Look, the list is endless. And it’s expensive to live morally. Have you priced organic beets lately? But it’s easy to find out if we’re spending our money in a way that aligns with our morality. Even the simplest changes in our day-to-day will affect the pockets and power of those who are instituting a system of fascism in a country that defined its 20th century by sacrificing to defeat fascism. Trump this week spoke of the pain that will need to be endured for his tariff plan to produce dividends for everyday Americans. And while that is complete bullshit, the notion that pain can lead to revolution is not. The notion that great sacrifice can enact great change is not.
My grandfather was the youngest general in the history of the Canadian armed forces. By the time he retired in his thirties, he had accomplished more than I could dream of in a thousand lifetimes. He was known as a leader, someone who was loved by those who served under him, and who would question authority when warranted. (I believe that’s where I get it. I hope that’s where I get it.) During his life, he voted for both Liberal and Progressive Conservative candidates in Canada, but there’s no way he would’ve suffered the indifference, ignorance, and apathy that led to the rebirth of fascism. He once said,
During the war, one of the big lessons I learned was that it was possible to bring together soldiers or sailors or airmen from every part of Canada, from every walk of life, every religion, every political viewpoint, and make them over into platoons, divisions, and corps, etc., and somehow or other, under proper leadership, they would fight as well as any other soldiers anywhere at any time. Perhaps we were all striving for something, some common objective.

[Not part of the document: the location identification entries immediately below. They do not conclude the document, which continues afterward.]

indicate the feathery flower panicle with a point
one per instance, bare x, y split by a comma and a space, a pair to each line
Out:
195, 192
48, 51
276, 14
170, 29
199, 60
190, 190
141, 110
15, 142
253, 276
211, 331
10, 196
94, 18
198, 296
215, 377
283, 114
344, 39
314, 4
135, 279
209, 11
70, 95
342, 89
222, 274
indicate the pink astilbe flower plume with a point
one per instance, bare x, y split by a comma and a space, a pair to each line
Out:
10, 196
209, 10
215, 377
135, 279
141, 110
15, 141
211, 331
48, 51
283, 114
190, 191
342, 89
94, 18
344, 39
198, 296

Seventy years later, we have another common objective. And we need to come together, from every walk of life, to sacrifice, to strive for something better. Because if not, I’m not sure how or when this ends.
My father, your grandad would be so proud of you. ❤️👨🏼🦳
What's missing today is the violence of action that is necessary to take the hill of moral high ground. The apathy we all show towards the rise of global fascism is due to the fact that most of us have had to live in total hypocrisy in every aspect of our lives and not admit to one another that it is breaking us. Politicians will not lead a resistance to a system they already profit from. Thanks for this article, Mike!